Question

For all real numbers a and t |a+b| < |a| +|b|

Answer 1

proof to do.

Step-by-step explanation:

To prove that for all a & b in R, | a + b | <= | a | + | b |.

There are six cases.

1) a = 0.

LHS = | 0+b| = | b |

RHS = 0 + | b | = LHS.

2 ) b = 0.

LHS = | a + 0 | = | a |

RHS = | a | + 0 = LHS.

3) a & b are both positive.

LHS = | a + b | = | a | + | b | = RHS.

4 ) a & b are both negative. Let a = -a1, and b = -a2, where a1 & a2 are both positive. |a | = | a1 |

LHS = | - a1 - a2 | = | a1 + a2 | = | a1 | + | a2 |

= a1 + a2 = |a| + |b| = RHS

5) a is positive, and b is negative. b = -a2, where a2 > 0. | b | = | a2 | = a2.
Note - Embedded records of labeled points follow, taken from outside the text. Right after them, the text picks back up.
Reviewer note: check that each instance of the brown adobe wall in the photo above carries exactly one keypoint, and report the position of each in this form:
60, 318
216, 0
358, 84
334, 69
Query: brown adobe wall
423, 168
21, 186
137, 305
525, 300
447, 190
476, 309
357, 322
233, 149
LHS = | a + b | = | a - a2 | < a

RHS = |a | + | b | = a + a2 > a.

So LHS < RHS

6) a is negative and b is positive. It's similar to the case 5. LHS is < b. RHS is more than b. So LHS < RHS.

So the proof is complete.

Answer 2

The inequality \(|a + b| < |a| + |b|\) holds true for all real numbers \(a\) and \(b\). This inequality essentially states that the absolute value of the sum of two numbers is always less than or equal to the sum of the absolute values of those numbers.

This property is a consequence of the triangle inequality for real numbers. The triangle inequality states that for any real numbers \(a\) and \(b\), the sum of the absolute values of \(a\) and \(b\) is greater than or equal to the absolute value of their sum:

\[|a| + |b| \geq |a + b|\]

So, the inequality \(|a + b| < |a| + |b|\) is true for all real numbers \(a\) and \(b\).